TeamCity supports a broad range of version controls out of the box, from the most popular ones to somewhat deprecated but still used systems.
For a single build TeamCity can take source code from several different VCS repositories. You can even mix different types of VCS.
Suppose the majority of your project sources is located in Perforce while several modules are stored in Subversion. TeamCity allows you to configure your project to use sources from both of them simultaneously.
Filter the GitHub pull requests by author and limit them to internal or external collaborators, or open them for everyone. There is also the option to filter pull requests by target branch.
The Pull Requests support is also available for Azure DevOps, GitLab merge requests and BitBucket server.
Developing with feature branches in Git and Mercurial with TeamCity is extremely simple. Just tell TeamCity which branch names to monitor.
As soon as you push your branch to Git, Mercurial repository or to Perforce stream, TeamCity will detect it and start a build on your changes.
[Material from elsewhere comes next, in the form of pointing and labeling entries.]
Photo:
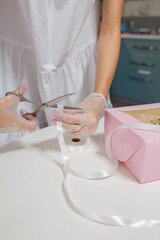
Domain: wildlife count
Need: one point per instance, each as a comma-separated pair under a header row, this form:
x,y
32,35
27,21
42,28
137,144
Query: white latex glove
x,y
10,120
85,123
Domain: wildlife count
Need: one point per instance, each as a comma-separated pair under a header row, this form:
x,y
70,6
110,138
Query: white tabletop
x,y
32,201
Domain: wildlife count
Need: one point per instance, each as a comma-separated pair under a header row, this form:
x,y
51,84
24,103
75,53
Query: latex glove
x,y
85,123
10,120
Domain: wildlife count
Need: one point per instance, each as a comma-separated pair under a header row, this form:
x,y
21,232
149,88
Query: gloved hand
x,y
10,120
82,123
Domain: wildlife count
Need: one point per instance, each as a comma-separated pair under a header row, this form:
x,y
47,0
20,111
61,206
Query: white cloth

You can configure TeamCity to merge a feature branch automatically to the master if a build in the feature branch completes successfully, or if no new tests failed in this branch.
TeamCity provides the two-way synchronization of project settings with the version control the same way it is done with the source code. Synchronization is supported for Git, Mercurial, Perforce, Subversion, and TFS. You can enable synchronization on the Versioned Settings page of the project administration.
TeamCity fully supports Mercurial’s bookmarks and subrepositories. The former could be used as feature branches. From the latter TeamCity gathers and shows changes.
TeamCity constantly scans all of the build configurations’ VCS roots,
triggers builds if changes are found.
You can configure multiple options for fine-grained control of triggering rules.
View file differences in TeamCity’s web interface, or download a patch from TeamCity right in your IDE.